There's little that is revolutionary in the YCL circular. In fact, even such a conservative as Mr. Vandenberg could probably read most of it without a change of pulse. Anyone can watch the stock market reports, and recent activities in some key industries such as steel and machine tools, and comparing these indices with the war news, conclude that American business is flirting with war profits. It doesn't take a clairvoyant, or a Marxist, to see that last September's Neutrality Act fitted in beautifully with the desires of American big business. And a nation taught to recoil squeamishly at the question "Guns or Butter?" will fall in comfortably with the YCL's protest against boosting national defense at the expense of relief, public works, and farm aid. Many liberals in the past few months have been quietly advancing all these views.
The YCL carefully ignores the Finnish question, except to say that America should avoid it.

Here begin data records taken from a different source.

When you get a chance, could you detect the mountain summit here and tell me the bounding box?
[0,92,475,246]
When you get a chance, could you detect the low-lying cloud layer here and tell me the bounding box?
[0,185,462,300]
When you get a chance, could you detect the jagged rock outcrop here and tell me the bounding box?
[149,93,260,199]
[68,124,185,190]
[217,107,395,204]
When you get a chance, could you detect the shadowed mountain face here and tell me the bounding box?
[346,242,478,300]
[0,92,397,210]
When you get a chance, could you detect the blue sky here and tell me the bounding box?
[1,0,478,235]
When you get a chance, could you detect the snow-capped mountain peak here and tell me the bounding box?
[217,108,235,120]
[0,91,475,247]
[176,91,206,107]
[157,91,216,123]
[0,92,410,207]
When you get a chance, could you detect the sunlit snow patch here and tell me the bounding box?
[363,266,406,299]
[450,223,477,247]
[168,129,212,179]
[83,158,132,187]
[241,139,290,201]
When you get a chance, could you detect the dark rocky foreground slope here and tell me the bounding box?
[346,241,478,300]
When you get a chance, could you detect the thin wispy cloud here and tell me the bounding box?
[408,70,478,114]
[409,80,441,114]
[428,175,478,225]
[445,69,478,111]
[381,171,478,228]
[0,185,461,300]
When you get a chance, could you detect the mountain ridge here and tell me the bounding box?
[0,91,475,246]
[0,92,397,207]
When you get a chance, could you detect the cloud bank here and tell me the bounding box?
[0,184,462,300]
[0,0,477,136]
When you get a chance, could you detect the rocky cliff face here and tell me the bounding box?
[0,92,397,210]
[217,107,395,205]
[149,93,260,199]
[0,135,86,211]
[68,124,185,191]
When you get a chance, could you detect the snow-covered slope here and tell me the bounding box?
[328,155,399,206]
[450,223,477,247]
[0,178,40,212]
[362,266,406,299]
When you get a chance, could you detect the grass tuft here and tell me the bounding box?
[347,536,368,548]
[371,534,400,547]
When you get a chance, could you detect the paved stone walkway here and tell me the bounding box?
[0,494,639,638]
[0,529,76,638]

There is no support of Russia's invasion, no condemnation of Finnish "attacks." All the emphasis in this manifesto is upon the dangers of American involvement, the very real imminence of an anti-Soviet crusade. Even though this emphasis may in this case spring from a blind attachment to the Kremlin, the facts assembled are impressive, and serve to show that American idealism, and American big business are following conflicting paths. If the YCL can soft-pedal Finnish "aggression," there may be some hope left for unity in the job of pulling America out of the whirlpool of war.